Roma (NEV), 23 marzo 2026 – Con una folta partecipazione della delegazione valdese, con oltre quarantacinque persone, si è tenuto il secondo incontro in presenza della Scuola di ministeri comunitari (EMC) che si è tenuto lo scorso fine settimana del 13 al 15 marzo a Gualeguaychú (Argentina). Il programma – informa il sito della Chiesa […]

Roma (NEV), 23 marzo 2026 – Con una folta partecipazione della delegazione valdese, con oltre quarantacinque persone, si è tenuto il secondo incontro in presenza della Scuola di ministeri comunitari (EMC) che si è tenuto lo scorso fine settimana del 13 al 15 marzo a Gualeguaychú (Argentina).

Il programma – informa il sito della Chiesa evangelica valdese del Rio della Plata – “fa parte del percorso formativo offerto dalla Rete ecumenica di formazione teologica (REET)”.

Il secondo incontro del Movimento di vita cristiana (CLM) “è iniziato con un momento di preghiera e riflessione, durante il quale la comunità locale di Yerpine, insieme al pastore Joel Nagel, che ha dato il benvenuto ai partecipanti”. Un momento che ha segnato “l’inizio di una nuova fase del percorso formativo; inquadrato nella metodologia vedere, giudicare e agire

 

Due momenti dell’incontro

Dopo la prima sessione, incentrata sul “vedere” – ovvero sull’analisi delle pratiche – si è passati al tema “giudicare“, con un focus sull’approccio biblico-teologico.

In quest’ottica, era presente anche il pastore valdese Darío Barolin, che ha svolto un ruolo chiave nel guidare il tema generale del programma e nel facilitare una discussione introduttiva su come leggiamo la Bibbia.

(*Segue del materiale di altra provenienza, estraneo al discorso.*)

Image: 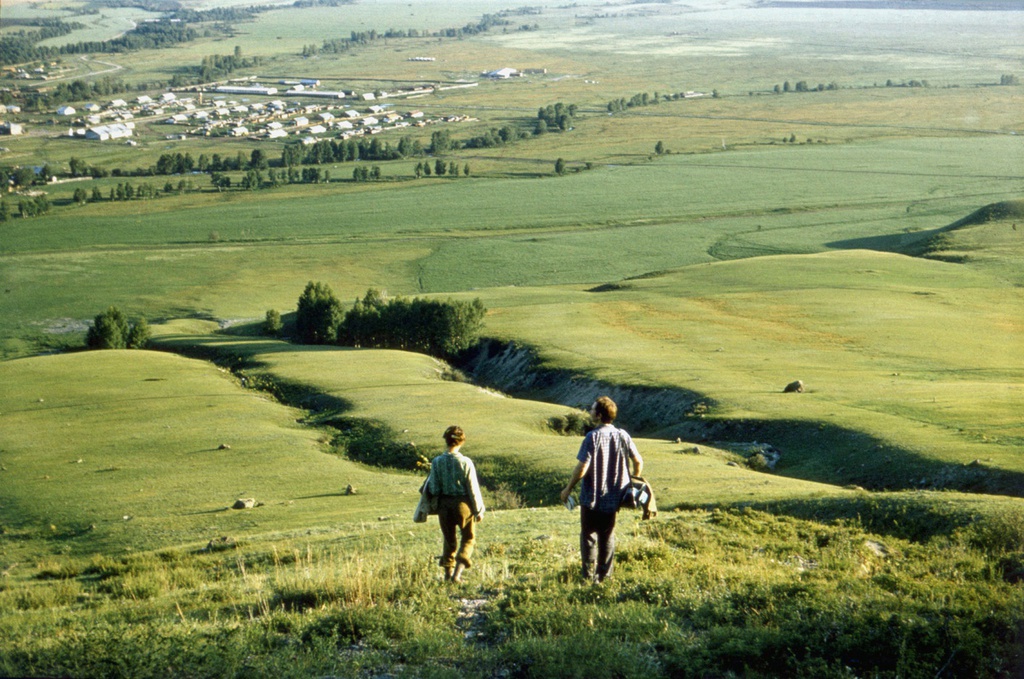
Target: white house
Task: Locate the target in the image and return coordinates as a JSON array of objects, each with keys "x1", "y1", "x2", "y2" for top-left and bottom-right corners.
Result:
[
  {"x1": 85, "y1": 123, "x2": 134, "y2": 141},
  {"x1": 483, "y1": 69, "x2": 519, "y2": 80}
]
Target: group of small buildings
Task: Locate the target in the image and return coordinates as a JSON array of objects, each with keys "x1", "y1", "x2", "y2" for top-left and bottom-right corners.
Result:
[
  {"x1": 56, "y1": 92, "x2": 196, "y2": 143},
  {"x1": 0, "y1": 103, "x2": 25, "y2": 135}
]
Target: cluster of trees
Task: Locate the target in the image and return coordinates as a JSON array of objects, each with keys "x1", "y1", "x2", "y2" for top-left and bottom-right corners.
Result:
[
  {"x1": 292, "y1": 281, "x2": 486, "y2": 357},
  {"x1": 281, "y1": 136, "x2": 424, "y2": 167},
  {"x1": 295, "y1": 11, "x2": 512, "y2": 56},
  {"x1": 0, "y1": 165, "x2": 43, "y2": 188},
  {"x1": 2, "y1": 76, "x2": 132, "y2": 112},
  {"x1": 0, "y1": 22, "x2": 197, "y2": 66},
  {"x1": 85, "y1": 306, "x2": 152, "y2": 349},
  {"x1": 302, "y1": 29, "x2": 427, "y2": 56},
  {"x1": 191, "y1": 47, "x2": 263, "y2": 82},
  {"x1": 607, "y1": 90, "x2": 719, "y2": 113},
  {"x1": 462, "y1": 125, "x2": 529, "y2": 148},
  {"x1": 149, "y1": 148, "x2": 249, "y2": 176},
  {"x1": 880, "y1": 79, "x2": 929, "y2": 87},
  {"x1": 170, "y1": 5, "x2": 270, "y2": 24},
  {"x1": 535, "y1": 101, "x2": 577, "y2": 134},
  {"x1": 608, "y1": 92, "x2": 662, "y2": 113},
  {"x1": 0, "y1": 18, "x2": 85, "y2": 66},
  {"x1": 0, "y1": 194, "x2": 50, "y2": 222},
  {"x1": 774, "y1": 80, "x2": 839, "y2": 94},
  {"x1": 414, "y1": 158, "x2": 469, "y2": 179}
]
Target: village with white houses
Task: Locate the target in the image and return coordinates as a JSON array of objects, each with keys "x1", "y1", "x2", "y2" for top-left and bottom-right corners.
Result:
[{"x1": 0, "y1": 66, "x2": 524, "y2": 144}]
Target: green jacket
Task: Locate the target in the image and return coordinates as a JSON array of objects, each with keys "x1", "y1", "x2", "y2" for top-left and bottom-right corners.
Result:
[{"x1": 427, "y1": 453, "x2": 484, "y2": 516}]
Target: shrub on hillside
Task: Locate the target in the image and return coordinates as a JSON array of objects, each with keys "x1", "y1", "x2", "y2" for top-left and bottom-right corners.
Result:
[
  {"x1": 338, "y1": 289, "x2": 486, "y2": 357},
  {"x1": 85, "y1": 306, "x2": 152, "y2": 349},
  {"x1": 263, "y1": 309, "x2": 284, "y2": 337},
  {"x1": 295, "y1": 281, "x2": 344, "y2": 344},
  {"x1": 548, "y1": 411, "x2": 591, "y2": 436}
]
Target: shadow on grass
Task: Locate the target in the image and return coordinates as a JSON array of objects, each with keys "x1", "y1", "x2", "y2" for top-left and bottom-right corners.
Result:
[
  {"x1": 825, "y1": 201, "x2": 1024, "y2": 257},
  {"x1": 673, "y1": 418, "x2": 1024, "y2": 497}
]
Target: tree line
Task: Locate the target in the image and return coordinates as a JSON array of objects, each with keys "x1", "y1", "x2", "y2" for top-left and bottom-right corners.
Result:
[
  {"x1": 296, "y1": 11, "x2": 512, "y2": 56},
  {"x1": 0, "y1": 20, "x2": 198, "y2": 66},
  {"x1": 290, "y1": 281, "x2": 486, "y2": 358},
  {"x1": 0, "y1": 76, "x2": 134, "y2": 112}
]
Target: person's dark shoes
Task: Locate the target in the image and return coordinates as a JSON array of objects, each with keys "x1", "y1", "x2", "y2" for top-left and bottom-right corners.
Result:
[{"x1": 452, "y1": 563, "x2": 466, "y2": 585}]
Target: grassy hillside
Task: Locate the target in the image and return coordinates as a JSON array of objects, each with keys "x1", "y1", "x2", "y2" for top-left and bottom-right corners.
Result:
[
  {"x1": 0, "y1": 0, "x2": 1024, "y2": 679},
  {"x1": 0, "y1": 337, "x2": 1024, "y2": 677}
]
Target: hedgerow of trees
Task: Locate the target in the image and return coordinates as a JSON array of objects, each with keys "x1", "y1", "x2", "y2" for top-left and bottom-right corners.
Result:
[
  {"x1": 295, "y1": 281, "x2": 486, "y2": 357},
  {"x1": 0, "y1": 20, "x2": 198, "y2": 66}
]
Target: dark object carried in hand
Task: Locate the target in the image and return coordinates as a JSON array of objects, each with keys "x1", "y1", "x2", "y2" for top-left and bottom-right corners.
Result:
[{"x1": 620, "y1": 476, "x2": 657, "y2": 520}]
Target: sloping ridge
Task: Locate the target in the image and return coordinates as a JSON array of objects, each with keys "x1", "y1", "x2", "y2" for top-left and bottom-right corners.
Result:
[{"x1": 827, "y1": 200, "x2": 1024, "y2": 257}]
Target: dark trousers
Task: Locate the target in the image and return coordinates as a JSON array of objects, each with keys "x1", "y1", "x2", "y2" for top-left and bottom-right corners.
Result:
[
  {"x1": 437, "y1": 495, "x2": 476, "y2": 568},
  {"x1": 580, "y1": 507, "x2": 616, "y2": 582}
]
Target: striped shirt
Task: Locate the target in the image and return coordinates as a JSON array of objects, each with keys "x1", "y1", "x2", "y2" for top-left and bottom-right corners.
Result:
[
  {"x1": 427, "y1": 452, "x2": 483, "y2": 516},
  {"x1": 577, "y1": 424, "x2": 640, "y2": 512}
]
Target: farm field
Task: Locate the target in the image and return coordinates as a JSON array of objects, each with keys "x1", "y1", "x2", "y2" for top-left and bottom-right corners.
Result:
[{"x1": 0, "y1": 0, "x2": 1024, "y2": 678}]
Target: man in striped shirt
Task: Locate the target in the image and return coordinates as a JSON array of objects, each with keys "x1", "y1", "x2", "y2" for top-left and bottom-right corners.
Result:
[{"x1": 562, "y1": 396, "x2": 643, "y2": 583}]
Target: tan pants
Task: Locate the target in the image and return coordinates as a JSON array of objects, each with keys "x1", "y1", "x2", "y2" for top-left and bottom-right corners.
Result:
[{"x1": 437, "y1": 496, "x2": 476, "y2": 568}]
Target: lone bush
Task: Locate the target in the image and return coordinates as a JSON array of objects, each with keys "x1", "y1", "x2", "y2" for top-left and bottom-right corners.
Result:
[{"x1": 85, "y1": 306, "x2": 152, "y2": 349}]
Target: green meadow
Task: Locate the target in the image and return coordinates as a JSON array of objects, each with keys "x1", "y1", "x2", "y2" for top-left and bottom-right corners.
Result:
[{"x1": 0, "y1": 0, "x2": 1024, "y2": 679}]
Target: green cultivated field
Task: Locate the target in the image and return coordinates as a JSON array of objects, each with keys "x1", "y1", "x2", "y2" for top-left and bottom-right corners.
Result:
[{"x1": 0, "y1": 0, "x2": 1024, "y2": 678}]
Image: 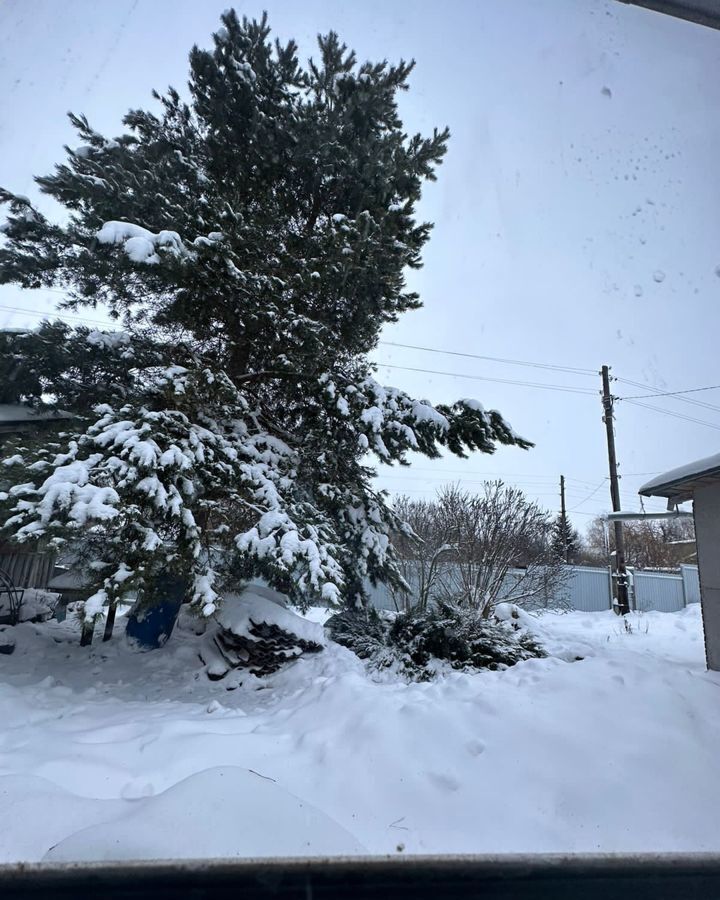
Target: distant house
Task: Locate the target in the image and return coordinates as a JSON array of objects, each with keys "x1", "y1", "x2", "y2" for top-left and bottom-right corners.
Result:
[
  {"x1": 639, "y1": 453, "x2": 720, "y2": 671},
  {"x1": 0, "y1": 403, "x2": 72, "y2": 589},
  {"x1": 0, "y1": 403, "x2": 72, "y2": 449}
]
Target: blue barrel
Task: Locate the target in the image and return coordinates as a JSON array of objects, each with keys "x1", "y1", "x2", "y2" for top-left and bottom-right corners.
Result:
[{"x1": 125, "y1": 575, "x2": 188, "y2": 650}]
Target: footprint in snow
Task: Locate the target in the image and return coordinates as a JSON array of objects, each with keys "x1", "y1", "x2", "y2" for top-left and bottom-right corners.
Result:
[
  {"x1": 465, "y1": 741, "x2": 485, "y2": 756},
  {"x1": 426, "y1": 772, "x2": 460, "y2": 792}
]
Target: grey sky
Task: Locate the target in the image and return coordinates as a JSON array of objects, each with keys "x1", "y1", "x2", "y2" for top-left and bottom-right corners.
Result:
[{"x1": 0, "y1": 0, "x2": 720, "y2": 528}]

L’Ufficio Comunicazione della Chiesa evangelica valdese del Rio della Plata ha rivolto alcune domande a Federico Plenc, rappresentante valdese del team di coordinamento, in merito al processo ecumenico in corso.

“Il programma ci ha incoraggiato a riflettere sui nostri metodi di interpretazione e esortati a prenderci il tempo necessario per evitare letture automatiche, sia della Bibbia che della realtà”, ha commentato Plenc.

Un campione di materiale biblico – traduzioni, edizioni storiche e versioni latinoamericane, inclusi materiali in lingue indigene – è stato inoltre poi condiviso con René Krüger e Zully Bauer, membri di chiesa che attualmente risiedono a Gualeguaychú.

Plenc, ha poi sottolineato l’importanza del processo formativo: “Poter approfondire il tema del ‘giudizio’, non come esercizio teorico, ma come strumento, aiuta a mettere la fede in dialogo con le pratiche concrete delle nostre comunità”.

In tal senso, “la ricchezza del CME risiede nella diversità di prospettive e nella possibilità di costruire una comprensione collettiva, contestualizzata e impegnata”.

A questo proposito, “si sono intessute relazioni tra persone, comunità e chiese che, pur nelle loro differenze, oggi si stanno impegnando per camminare insieme, ascoltarsi reciprocamente e costruire risposte comuni alle sfide del nostro tempo. In un clima di fiducia e condivisione profonda guardando alle esperienze di ciascuna comunità”.

La Scuola di Ministeri Comunitari si configura come uno spazio concreto di incontro, formazione e impegno: “La sfida che ci attende sarà quella di sostenere e approfondire questo percorso, ampliando i legami e rafforzando una prospettiva ecumenica che non si limiti al dialogo, ma che si traduca anche in azione. Perché – si legge infine – una tra le cose ad essere emerse in modo chiaro e inequivocabile a Gualeguaychú è stata la convinzione che il futuro delle chiese nella regione si fonda necessariamente sull’incontro”, ha concluso Plenc.